Flashback Album Review: Parkway Drive - Reverence

The sixth album of the Australians Parwkay Drive turned 5 years old, here is our flashback review.

Flashback Album Review: Parkway Drive - Reverence

Today marked 5 years since Parkway Drive released their sixth studio album, the mighty Reverence.

Reverence marked a change in the sound of the band, which started out as Metalcore and the cover was taken from the painting The Fall of the Damned, by artist Peter Paul Rubens; a painting with religious and spiritual overtones.

Changes in the band had already began in 2015, where after the success they had already accumulating, they did not plan to stop the pace and their intention was to continue conquering the ears of metalheads around the world, and with Reverence they managed to achieve it.

I could say that Reverence was the album that showed 100 percent musical and lyrical maturity of the band, since here they made a much more polished work, heavier and with more melodic guitars, and whose lyrics cover topics about religion and death.

Wishing Wells, the theme that opens the album starts from top to bottom, a kind of calm sea to later start with a storm that makes you shake your head without thinking about it. Prey likewise starts with a very melodic riff in the style of Iron Maiden, perfect drums and Winston McCall's vocal changes make Prey an excellent song that can be enjoyed from beginning to end. Personally, I can say that these first two tracks are my favorites.
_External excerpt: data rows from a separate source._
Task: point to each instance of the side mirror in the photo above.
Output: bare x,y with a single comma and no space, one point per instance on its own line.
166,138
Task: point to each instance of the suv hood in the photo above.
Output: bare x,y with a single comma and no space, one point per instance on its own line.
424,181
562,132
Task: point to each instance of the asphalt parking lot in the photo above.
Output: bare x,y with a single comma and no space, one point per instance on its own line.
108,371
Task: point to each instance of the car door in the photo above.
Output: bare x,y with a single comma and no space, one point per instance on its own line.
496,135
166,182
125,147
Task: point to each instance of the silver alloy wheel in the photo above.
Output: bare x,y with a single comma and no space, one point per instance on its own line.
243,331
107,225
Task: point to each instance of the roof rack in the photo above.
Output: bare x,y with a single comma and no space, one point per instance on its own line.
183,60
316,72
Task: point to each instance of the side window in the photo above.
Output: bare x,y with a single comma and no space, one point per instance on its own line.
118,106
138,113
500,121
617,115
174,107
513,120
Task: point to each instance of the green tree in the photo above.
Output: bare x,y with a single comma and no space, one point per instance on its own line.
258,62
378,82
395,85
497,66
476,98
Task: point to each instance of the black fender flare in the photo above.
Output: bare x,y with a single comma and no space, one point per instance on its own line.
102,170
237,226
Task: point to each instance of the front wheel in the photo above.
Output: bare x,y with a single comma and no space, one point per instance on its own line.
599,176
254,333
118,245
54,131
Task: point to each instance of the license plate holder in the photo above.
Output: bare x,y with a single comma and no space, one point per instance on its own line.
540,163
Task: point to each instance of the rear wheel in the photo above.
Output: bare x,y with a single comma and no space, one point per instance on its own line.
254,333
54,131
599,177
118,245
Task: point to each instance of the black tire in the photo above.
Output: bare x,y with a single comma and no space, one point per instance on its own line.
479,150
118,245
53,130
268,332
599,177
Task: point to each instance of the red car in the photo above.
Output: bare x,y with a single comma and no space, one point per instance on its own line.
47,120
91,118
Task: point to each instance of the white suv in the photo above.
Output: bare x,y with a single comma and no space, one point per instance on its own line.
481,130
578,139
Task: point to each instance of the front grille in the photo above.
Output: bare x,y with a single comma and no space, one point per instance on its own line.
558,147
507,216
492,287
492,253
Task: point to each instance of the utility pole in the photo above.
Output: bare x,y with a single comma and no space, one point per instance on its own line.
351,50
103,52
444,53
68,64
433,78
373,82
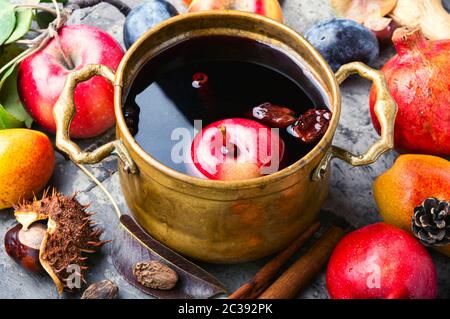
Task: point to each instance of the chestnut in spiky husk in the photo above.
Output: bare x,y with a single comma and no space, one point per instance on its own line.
70,235
23,246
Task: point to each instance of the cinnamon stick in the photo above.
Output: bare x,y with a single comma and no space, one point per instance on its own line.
265,276
298,276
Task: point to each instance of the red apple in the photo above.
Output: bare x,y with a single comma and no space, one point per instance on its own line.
236,149
42,76
381,261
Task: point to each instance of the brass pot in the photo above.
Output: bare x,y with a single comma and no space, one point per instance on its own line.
224,221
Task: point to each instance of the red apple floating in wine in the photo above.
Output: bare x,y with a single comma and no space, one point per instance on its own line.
237,149
42,77
381,261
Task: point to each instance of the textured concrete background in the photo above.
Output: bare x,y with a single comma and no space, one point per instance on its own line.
350,192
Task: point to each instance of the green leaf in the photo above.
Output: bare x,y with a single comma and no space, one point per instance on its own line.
12,112
9,98
7,20
7,120
44,18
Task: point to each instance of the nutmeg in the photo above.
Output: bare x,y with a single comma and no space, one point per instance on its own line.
105,289
23,245
155,275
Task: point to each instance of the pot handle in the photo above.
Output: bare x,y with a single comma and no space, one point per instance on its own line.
64,112
385,111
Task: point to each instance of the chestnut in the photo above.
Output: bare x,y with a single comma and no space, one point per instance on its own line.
23,246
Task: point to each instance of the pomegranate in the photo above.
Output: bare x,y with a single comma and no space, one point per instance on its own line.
419,80
381,261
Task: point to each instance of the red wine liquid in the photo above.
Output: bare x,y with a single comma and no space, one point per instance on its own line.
241,74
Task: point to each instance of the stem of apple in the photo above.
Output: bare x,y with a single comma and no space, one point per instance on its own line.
122,7
36,7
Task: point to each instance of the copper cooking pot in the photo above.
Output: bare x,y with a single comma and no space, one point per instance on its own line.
224,221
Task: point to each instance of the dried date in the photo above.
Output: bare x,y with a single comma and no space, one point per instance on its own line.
155,275
311,126
274,115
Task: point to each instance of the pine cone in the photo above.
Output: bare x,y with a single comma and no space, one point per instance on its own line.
431,222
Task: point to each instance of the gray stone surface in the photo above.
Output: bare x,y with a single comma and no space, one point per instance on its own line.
350,191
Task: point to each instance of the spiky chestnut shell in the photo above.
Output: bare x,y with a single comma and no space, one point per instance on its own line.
71,234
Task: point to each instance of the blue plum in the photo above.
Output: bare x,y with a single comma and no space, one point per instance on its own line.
144,17
341,41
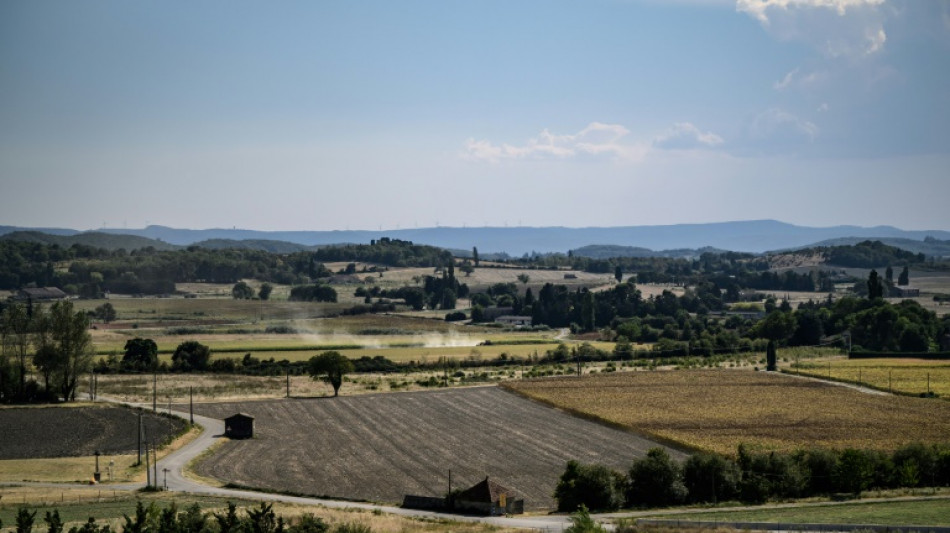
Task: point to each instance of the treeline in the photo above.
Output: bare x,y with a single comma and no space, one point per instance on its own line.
656,480
392,252
87,271
869,254
192,519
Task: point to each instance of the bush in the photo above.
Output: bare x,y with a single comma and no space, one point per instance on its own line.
655,481
592,486
710,478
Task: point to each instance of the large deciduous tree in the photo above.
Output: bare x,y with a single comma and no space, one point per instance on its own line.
331,367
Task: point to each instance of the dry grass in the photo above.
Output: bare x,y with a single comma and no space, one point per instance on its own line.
908,376
69,469
716,410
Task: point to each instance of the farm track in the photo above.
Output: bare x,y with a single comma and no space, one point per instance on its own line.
381,447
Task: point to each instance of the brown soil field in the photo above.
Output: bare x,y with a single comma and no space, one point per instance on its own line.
716,410
381,447
30,433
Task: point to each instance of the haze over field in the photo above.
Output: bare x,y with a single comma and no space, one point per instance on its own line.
386,115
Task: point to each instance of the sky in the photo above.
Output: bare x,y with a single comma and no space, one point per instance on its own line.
321,115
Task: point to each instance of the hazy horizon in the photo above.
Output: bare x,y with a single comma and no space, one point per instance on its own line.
395,115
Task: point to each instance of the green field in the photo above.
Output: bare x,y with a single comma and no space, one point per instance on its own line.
931,512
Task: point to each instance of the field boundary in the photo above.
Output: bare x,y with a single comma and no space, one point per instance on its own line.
789,526
663,441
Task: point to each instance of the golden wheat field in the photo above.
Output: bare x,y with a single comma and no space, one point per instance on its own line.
908,376
716,410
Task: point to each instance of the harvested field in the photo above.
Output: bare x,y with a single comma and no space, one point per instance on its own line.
381,447
716,410
30,433
907,376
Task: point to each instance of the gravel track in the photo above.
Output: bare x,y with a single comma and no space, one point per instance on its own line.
381,447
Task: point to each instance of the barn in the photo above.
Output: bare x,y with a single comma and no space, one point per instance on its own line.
239,426
488,497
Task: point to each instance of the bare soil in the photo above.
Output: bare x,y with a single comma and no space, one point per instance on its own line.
381,447
31,433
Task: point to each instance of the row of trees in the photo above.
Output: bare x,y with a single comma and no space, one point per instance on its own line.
656,480
55,342
192,519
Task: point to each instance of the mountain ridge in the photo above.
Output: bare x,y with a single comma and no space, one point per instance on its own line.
753,236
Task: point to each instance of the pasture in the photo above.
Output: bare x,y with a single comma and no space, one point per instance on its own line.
716,410
54,444
906,376
381,447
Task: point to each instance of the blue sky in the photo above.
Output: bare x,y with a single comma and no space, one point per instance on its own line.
365,115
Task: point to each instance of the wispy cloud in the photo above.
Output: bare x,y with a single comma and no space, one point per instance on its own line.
777,124
837,28
686,136
597,139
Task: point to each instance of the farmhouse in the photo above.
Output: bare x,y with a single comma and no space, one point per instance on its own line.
41,293
489,498
514,320
239,426
903,292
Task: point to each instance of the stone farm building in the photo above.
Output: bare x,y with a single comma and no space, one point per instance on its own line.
488,497
239,426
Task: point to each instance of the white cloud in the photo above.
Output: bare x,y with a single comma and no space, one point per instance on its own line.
779,125
597,139
837,28
686,136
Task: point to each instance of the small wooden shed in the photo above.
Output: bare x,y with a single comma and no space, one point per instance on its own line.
239,426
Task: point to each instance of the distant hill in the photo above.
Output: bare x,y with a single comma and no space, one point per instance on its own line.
930,247
606,251
95,239
755,236
280,247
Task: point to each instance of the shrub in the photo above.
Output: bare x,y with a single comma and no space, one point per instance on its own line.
592,486
710,478
655,481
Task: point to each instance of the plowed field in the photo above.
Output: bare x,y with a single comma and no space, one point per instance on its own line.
381,447
32,433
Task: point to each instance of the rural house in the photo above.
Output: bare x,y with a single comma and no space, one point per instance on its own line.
41,293
514,320
239,426
488,497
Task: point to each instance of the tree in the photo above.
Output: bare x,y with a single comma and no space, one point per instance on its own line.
105,312
190,356
264,292
140,354
64,347
242,291
655,480
875,287
331,367
904,277
591,486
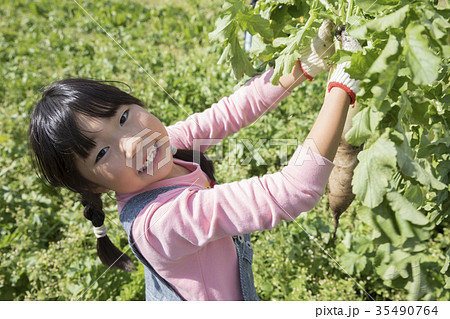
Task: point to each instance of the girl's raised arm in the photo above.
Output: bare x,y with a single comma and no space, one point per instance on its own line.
325,135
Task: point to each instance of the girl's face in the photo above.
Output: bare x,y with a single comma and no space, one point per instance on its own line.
126,143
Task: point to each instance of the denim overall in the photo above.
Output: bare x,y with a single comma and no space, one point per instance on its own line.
156,287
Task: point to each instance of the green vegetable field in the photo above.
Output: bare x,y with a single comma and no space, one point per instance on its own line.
179,57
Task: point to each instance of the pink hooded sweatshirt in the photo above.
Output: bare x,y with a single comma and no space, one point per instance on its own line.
185,233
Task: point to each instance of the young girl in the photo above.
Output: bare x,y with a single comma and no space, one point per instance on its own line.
188,231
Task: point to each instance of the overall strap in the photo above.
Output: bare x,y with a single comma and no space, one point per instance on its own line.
156,287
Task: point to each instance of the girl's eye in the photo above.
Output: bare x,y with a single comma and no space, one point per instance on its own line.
101,154
124,117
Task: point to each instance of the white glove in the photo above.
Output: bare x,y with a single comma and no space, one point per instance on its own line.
340,78
313,57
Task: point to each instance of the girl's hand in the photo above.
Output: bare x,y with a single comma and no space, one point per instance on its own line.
340,78
313,57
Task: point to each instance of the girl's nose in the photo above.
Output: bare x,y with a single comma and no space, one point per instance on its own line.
134,147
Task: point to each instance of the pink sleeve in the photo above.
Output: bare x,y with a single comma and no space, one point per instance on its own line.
229,115
194,216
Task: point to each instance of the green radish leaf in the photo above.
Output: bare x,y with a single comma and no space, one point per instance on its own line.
364,124
380,65
422,62
254,24
401,206
412,169
393,20
368,186
378,6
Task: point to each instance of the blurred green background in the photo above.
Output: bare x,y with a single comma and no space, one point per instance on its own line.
47,246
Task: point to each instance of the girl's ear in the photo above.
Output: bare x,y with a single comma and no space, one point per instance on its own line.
99,189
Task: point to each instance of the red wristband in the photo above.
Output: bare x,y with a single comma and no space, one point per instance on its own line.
350,93
309,77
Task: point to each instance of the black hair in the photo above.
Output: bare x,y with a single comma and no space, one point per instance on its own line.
56,138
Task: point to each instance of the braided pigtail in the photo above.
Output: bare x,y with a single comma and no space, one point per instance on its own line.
200,158
109,254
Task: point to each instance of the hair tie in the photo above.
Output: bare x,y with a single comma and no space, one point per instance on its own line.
100,231
174,149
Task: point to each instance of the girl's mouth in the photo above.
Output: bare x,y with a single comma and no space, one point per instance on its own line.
151,155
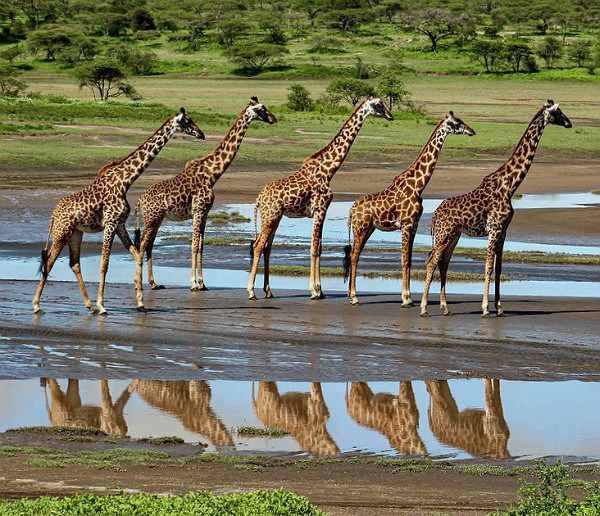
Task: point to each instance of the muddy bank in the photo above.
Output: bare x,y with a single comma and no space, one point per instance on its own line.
220,334
353,485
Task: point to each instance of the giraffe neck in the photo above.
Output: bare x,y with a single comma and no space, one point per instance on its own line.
423,167
513,172
131,167
219,160
333,154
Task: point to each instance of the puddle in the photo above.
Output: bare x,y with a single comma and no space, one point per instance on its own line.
298,231
460,418
122,270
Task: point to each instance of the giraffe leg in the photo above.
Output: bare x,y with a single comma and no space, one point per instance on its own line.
443,264
408,237
489,267
109,236
146,240
196,280
498,273
149,247
58,242
266,257
74,262
361,237
315,256
267,232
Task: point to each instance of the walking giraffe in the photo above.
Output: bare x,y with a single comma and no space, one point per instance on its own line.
398,207
307,193
103,206
190,195
487,210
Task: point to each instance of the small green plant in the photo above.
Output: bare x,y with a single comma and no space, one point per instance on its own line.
550,496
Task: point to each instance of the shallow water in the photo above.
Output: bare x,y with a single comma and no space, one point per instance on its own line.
297,231
459,418
122,270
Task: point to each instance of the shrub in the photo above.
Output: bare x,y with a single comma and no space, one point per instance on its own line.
106,78
298,98
254,56
350,90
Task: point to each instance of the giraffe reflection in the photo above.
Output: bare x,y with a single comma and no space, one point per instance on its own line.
396,417
303,415
189,401
481,433
67,409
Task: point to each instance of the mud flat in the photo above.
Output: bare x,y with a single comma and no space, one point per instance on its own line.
220,334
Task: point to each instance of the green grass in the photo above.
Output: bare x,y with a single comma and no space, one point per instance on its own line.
252,431
227,217
257,503
416,274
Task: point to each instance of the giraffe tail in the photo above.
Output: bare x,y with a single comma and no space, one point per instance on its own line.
43,269
251,250
137,239
347,251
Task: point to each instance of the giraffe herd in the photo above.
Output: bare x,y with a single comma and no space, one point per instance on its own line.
103,205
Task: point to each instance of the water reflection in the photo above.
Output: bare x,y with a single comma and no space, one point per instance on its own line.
482,433
188,401
67,409
396,417
463,418
303,414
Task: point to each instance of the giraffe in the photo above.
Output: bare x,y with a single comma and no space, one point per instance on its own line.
481,433
66,408
303,415
398,207
189,401
396,417
103,206
486,210
190,195
306,193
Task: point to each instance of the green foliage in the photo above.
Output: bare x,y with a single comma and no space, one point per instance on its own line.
550,49
253,56
298,98
106,78
10,83
550,496
350,90
257,503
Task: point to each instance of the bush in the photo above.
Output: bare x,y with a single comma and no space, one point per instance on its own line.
298,98
254,56
10,84
106,78
350,90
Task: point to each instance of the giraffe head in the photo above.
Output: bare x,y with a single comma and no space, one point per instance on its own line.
376,107
454,125
184,124
554,115
258,111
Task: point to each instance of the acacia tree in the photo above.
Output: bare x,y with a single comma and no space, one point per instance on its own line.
106,78
435,23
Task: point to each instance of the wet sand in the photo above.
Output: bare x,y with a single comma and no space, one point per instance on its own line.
220,334
350,486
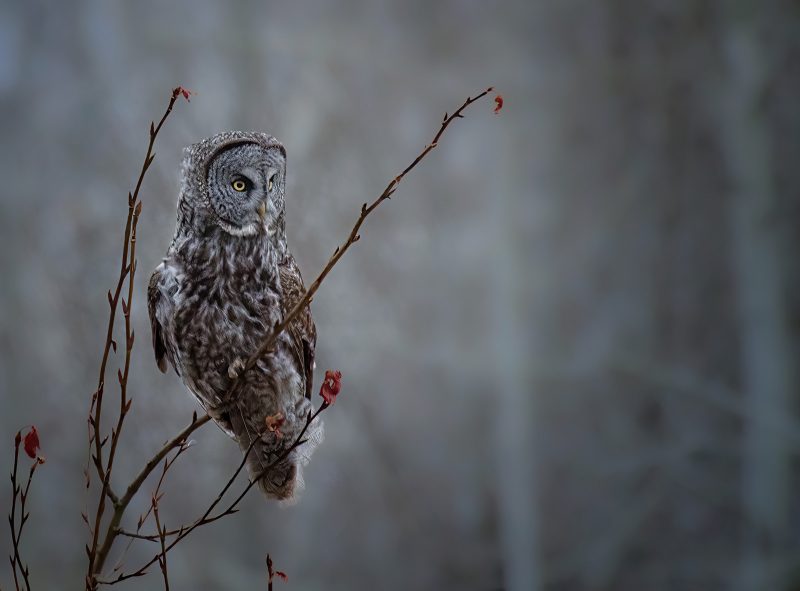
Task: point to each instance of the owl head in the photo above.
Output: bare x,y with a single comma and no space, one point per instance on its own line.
234,181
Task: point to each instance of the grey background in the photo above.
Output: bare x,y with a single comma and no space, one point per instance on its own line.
569,343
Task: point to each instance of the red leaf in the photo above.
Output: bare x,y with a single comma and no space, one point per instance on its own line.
32,442
181,90
275,422
331,386
498,100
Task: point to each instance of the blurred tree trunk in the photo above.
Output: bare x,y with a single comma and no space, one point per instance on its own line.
767,370
514,420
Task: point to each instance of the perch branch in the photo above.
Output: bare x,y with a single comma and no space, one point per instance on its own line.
207,517
338,253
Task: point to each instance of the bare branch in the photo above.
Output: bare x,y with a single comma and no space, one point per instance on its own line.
338,253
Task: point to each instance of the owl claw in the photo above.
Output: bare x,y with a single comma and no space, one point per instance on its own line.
235,368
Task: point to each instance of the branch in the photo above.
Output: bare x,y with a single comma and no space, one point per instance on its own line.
232,508
119,509
338,253
97,553
16,530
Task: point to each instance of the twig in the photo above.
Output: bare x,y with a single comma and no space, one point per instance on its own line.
16,530
98,551
352,238
143,517
232,508
162,560
119,508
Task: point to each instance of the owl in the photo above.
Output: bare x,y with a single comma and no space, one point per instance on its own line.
227,279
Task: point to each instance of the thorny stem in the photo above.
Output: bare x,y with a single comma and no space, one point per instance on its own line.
352,238
98,556
97,553
162,559
16,532
232,508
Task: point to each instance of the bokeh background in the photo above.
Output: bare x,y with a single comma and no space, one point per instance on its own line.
569,343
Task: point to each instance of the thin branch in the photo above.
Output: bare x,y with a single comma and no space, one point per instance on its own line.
232,508
16,530
352,238
168,462
99,552
97,441
162,560
119,509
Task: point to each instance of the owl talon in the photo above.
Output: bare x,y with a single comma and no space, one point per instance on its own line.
235,368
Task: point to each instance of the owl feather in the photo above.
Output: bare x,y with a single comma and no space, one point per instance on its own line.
226,281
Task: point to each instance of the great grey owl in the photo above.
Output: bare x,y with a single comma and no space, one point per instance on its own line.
228,278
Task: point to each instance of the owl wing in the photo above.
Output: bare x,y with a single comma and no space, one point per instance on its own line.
160,304
302,331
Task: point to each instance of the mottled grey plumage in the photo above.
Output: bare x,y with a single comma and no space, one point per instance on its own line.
227,279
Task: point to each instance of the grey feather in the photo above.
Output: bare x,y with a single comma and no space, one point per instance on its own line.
226,280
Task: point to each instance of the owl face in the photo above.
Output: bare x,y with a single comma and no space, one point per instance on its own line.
245,188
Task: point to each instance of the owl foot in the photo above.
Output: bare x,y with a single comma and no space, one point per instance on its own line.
235,368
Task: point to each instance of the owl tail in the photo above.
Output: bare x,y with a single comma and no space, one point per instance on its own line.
283,480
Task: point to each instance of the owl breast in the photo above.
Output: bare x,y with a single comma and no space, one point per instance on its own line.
229,299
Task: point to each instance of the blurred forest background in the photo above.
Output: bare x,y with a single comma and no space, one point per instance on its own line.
569,343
Absolute Power calms the waters a little bit, it is not a bad song but I could mention the first song that in my point of view I can classify as filler. Cementery Bloom is a kind of interlude that gives way to The Void, single of the album and whose simple riff is extremely catchy and shines alone along with a perfect beat on the drums, it is worth mentioning that the chorus and the chorus are incredible despite not being a very fast song.

I Hope You Rot is accompanied by choruses that seem to come out of Gregorian chants, here the band seems to want to experiment with symphonic metal, but without the need to sound tedious at times. Shadow Boxing could be said that it starts as a power ballad to later give way to the aggressiveness of the band with certain abysmal changes that are accompanied by violins, one more sample of the experiment that the band was trying to do. The same for In Blood and Chronos.

Another "but" I would put to the album is the closing, a piece totally spoken by Winston that makes you think about what the hell they were thinking to close the album that way.

Reverence is not a perfect album, at least not for me, but I think their experiment turned out well, powerful songs, crushing riffs that shine alone and the melodies of the guitars make you want to listen to it again and again, despite having certain passages that make the band sound like an attempt at symphonic metal.